MEDAN – Pemerintah segera mengevaluasi aturan pajak penghasilan (PPh) bagi kalangan swasta dalam rangka meningkatkan pendanaan riset di Tanah Air. Besaran anggaran riset Rp1,3 trilun pada tahun ini sebagaimana yang masuk pada pos Bantuan Operasional Perguruan Tinggi Negeri (BOPTN) tersebut dinilai belum cukup.
Anggaran riset Indonesia pun tergolong kecil karena hanya sekitar 0,1% dari Produk Domestik Bruto (PDB). Pada 2017, anggaran penelitian di Malaysia sudah mencapai 1,25% dari PDB. Kemudian, China 2,0%, Singapura 2,20%, Jepang 3,60%, Korea Selatan 4,0%, Jerman 2,90%, Swedia 3,20%, dan Amerika Serikat 2,75%.
Menteri Keuangan (Menkeu) Sri Mulyani bertekad anggaran riset terus ditingkatkan agar hasil penelitian juga lebih berkualitas. Namun selama ini anggaran dari pemerintah sangat terbatas. Untuk itu pelibatan kalangan swasta seperti dari sektor industri sangat dibutuhkan. Pihak swasta cukup berkepentingan karena riset akan banyak memberikan kemanfaatan pada usaha-usaha mereka.
Selama ini sebenarnya pemerintah sudah memberi kebijakan khusus seperti memberikan insentif bagi kalangan swasta yang ikut dalam pendanaan riset.
“Mereka (swasta) melakukan riset bisa dibiayakan sehingga mengurangi pajak yang harus mereka bayarkan. Ini sudah ada dalam UU PPh sebelumnya,” kata ujar Sri Mulyani usai menjadi pembicara utama pada Rakernas 2018 Kementerian Riset Teknologi dan Pendidikan Tinggi (Kemristekdikti) di Universitas Sumatera Utara (USU), Medan, kemarin.
Melihat dana riset yang belum ideal saat ini, pihaknya akan mengevaluasi kebijakan ini. Jika diketahui anggaran masih tidak cukup, menurut dia, berarti perlu melakukan evaluasi lebih lanjut bagaimana agar partisipasi swasta ditingkatkan terutama dalam riset-riset yang banyak mengembangkan suatu produk. “Itu yang perlu kita lakukan pada saat kita perlu melakukan review UU PPh. Namun kalau peraturannya di bawah UU, kita juga bisa melakukannya,” ujarnya.
Menteri Riset Teknologi dan Pendidikan Tinggi (Menristekdikti) Mohamad Nasir menilai riset memang bisa dibiayakan sehingga mengurangi pajak dengan model double tax deduction. “Menkeu sudah minta data perusahaan mana yang minta double tax deduction?, dia mau evaluasi lagi,” katanya.

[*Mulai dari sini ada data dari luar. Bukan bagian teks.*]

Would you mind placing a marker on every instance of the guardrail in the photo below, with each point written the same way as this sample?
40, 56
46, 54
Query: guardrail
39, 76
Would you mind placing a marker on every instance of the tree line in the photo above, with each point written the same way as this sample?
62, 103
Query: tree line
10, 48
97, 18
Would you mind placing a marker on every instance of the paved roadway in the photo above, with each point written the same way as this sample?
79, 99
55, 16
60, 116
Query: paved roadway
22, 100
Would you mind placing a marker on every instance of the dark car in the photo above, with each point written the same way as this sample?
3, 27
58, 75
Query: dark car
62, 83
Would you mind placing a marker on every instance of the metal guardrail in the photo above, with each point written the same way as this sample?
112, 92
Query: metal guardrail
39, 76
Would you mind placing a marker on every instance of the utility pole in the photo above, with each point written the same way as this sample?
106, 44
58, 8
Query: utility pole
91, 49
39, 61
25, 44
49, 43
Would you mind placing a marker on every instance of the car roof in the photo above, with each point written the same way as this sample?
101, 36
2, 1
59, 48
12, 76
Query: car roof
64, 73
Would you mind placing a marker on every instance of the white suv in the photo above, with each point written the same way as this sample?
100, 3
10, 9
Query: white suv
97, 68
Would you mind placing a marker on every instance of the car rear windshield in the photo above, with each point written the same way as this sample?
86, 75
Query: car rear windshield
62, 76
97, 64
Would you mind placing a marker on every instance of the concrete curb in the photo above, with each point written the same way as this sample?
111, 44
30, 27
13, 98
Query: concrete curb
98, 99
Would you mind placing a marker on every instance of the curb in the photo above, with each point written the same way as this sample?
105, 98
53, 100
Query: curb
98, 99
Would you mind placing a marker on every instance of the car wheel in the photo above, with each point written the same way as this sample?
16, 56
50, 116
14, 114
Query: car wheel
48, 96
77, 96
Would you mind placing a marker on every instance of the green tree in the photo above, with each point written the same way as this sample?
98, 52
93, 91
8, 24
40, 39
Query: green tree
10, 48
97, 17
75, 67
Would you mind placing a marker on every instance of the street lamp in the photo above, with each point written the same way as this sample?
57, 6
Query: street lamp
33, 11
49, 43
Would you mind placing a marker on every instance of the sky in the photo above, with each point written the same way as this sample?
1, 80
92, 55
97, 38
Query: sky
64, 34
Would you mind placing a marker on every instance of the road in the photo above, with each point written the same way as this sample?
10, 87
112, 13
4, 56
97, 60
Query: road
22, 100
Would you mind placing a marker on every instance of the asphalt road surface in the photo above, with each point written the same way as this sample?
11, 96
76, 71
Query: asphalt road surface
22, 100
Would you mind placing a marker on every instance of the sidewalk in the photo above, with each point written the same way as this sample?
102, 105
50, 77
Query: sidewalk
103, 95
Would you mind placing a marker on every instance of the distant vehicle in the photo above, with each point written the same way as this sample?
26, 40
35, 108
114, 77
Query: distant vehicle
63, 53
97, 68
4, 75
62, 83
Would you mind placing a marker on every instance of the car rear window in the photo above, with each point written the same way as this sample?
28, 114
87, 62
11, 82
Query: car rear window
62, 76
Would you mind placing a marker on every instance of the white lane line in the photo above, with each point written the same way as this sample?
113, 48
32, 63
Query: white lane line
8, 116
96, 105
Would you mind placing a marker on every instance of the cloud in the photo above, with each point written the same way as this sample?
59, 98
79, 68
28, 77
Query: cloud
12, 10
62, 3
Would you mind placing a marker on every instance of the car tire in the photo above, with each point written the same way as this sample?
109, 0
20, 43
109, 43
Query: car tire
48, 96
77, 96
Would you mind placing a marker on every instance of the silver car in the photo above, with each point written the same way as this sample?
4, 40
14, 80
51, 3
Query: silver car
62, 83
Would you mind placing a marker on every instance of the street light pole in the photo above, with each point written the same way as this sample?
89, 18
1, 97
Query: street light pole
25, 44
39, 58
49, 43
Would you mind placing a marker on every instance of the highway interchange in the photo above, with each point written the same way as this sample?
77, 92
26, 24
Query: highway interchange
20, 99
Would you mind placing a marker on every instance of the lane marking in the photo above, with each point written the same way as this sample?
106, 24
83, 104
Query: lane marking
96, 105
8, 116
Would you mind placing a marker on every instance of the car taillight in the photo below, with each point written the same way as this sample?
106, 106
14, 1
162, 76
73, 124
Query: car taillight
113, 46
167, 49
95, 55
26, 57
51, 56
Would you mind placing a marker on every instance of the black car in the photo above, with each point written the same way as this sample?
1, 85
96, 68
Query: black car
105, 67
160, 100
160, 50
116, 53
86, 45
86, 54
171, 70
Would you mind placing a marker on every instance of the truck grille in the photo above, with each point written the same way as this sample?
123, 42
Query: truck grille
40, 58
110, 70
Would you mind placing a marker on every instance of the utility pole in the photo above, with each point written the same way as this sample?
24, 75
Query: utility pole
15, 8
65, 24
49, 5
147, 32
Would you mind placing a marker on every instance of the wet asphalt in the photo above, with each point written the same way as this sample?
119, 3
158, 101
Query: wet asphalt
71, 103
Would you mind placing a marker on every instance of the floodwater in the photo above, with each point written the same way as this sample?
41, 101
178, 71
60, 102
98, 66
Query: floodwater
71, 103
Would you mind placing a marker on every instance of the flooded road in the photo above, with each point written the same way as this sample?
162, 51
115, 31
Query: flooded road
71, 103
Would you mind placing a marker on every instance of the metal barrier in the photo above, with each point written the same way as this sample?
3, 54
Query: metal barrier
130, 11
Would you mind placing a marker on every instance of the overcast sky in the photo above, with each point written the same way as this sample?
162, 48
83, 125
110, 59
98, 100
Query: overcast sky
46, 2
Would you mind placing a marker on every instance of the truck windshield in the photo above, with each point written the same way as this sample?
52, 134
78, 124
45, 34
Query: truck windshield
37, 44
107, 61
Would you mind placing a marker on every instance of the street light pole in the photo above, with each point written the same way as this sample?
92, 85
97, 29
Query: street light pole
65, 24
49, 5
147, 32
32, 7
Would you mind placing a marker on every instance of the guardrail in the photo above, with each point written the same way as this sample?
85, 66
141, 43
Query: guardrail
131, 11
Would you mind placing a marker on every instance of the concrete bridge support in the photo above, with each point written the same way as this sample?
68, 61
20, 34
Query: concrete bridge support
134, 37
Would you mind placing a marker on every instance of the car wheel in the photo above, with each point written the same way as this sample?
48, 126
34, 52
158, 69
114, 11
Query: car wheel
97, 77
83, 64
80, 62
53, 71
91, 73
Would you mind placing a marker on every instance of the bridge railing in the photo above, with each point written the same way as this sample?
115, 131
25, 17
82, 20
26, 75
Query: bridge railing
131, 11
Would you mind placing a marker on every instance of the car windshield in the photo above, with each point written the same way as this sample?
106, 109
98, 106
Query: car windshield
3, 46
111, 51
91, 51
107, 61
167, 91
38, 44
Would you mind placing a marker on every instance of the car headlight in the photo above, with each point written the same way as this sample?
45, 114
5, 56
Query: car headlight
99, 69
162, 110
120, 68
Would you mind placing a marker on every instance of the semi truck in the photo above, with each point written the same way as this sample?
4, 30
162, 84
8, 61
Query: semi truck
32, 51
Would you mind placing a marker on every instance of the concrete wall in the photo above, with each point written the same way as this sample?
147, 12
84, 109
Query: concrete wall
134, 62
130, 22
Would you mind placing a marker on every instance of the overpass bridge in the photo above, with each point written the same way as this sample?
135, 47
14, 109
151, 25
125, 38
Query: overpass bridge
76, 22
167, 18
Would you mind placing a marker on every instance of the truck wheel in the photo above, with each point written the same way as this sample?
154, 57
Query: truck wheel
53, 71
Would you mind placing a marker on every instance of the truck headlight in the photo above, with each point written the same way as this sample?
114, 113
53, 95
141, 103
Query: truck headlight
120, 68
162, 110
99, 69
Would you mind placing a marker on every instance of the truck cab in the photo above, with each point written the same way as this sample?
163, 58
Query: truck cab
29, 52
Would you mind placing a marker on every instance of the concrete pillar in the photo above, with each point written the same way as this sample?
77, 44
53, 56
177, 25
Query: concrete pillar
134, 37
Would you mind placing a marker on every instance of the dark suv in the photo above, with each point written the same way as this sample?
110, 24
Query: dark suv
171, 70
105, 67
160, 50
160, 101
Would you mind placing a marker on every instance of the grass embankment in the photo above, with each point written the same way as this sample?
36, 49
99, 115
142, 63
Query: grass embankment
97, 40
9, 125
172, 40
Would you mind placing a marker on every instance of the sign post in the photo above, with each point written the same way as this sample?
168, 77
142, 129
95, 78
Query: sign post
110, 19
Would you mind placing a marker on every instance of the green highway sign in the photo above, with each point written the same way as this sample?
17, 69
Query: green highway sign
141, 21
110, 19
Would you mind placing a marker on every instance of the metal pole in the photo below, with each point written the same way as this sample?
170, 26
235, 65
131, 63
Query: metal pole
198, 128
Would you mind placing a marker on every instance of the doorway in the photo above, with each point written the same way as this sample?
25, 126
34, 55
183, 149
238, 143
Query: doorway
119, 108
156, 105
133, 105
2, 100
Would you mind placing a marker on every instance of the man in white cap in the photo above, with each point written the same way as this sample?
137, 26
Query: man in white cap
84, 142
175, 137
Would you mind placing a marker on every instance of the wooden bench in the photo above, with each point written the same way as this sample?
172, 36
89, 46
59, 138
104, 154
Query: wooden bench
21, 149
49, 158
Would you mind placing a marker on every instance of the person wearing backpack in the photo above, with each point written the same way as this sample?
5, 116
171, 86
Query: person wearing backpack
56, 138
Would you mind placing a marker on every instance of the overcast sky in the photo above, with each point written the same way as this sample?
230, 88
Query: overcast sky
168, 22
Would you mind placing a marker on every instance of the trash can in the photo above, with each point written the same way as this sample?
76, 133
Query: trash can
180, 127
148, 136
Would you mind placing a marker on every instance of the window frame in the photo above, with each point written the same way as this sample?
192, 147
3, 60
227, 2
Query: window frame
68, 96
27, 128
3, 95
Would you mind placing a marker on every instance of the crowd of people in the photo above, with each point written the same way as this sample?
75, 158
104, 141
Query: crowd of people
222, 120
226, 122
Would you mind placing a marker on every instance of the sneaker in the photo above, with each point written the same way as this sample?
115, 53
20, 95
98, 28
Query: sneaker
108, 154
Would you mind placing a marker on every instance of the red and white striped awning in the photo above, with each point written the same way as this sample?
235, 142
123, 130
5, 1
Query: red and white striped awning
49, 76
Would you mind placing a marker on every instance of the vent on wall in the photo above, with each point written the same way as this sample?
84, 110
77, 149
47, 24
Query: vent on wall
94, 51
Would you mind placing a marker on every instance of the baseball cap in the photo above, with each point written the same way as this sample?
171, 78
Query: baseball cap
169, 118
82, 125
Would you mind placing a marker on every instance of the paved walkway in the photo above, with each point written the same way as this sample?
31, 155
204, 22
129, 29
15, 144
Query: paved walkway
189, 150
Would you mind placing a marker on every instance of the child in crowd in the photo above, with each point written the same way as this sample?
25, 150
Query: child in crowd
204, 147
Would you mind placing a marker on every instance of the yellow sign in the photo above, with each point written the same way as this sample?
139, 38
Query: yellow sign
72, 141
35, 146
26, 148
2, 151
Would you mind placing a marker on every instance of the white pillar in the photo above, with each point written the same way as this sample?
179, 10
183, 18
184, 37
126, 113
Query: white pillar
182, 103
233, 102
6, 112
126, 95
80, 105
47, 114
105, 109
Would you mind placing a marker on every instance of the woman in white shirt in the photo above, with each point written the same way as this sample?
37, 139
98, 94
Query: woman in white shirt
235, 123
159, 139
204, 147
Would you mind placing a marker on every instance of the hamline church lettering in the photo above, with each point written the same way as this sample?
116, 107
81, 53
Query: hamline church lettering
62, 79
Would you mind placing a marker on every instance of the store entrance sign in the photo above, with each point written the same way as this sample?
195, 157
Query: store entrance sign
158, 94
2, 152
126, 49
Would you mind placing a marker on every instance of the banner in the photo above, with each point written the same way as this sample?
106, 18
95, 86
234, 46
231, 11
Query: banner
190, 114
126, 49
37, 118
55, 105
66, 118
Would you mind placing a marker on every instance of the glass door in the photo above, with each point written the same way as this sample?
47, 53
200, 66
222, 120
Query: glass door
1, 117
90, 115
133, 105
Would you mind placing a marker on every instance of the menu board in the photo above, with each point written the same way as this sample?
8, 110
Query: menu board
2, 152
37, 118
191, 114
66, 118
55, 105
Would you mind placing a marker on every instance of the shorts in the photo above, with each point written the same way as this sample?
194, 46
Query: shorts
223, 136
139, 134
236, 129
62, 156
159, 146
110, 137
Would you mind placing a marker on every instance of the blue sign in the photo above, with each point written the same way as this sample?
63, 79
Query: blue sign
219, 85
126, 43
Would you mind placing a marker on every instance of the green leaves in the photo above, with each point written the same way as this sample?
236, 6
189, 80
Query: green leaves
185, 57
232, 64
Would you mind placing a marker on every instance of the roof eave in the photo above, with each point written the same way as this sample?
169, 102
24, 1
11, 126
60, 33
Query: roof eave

Hingga saat ini porsi pendanaan riset sebanyak 84% masih didominasi oleh dana pemerintah. Adapun sisanya yang merupakan pendanaan pihak swasta. Porsi penganggaran ini terbalik dengan dana-dana riset kebanyakan di negara lain yang lebih banyak berasal dari sektor swasta.
Nasir mengatakan, total anggaran riset untuk seluruh kementerian dan lembaga di APBN sekitar Rp24,9 triliun namun yang khusus untuk riset hanya Rp10,9 triliun. Sisanya untuk pelatiham, perjalanan dinas dan yang lain yang tidak terkait riset.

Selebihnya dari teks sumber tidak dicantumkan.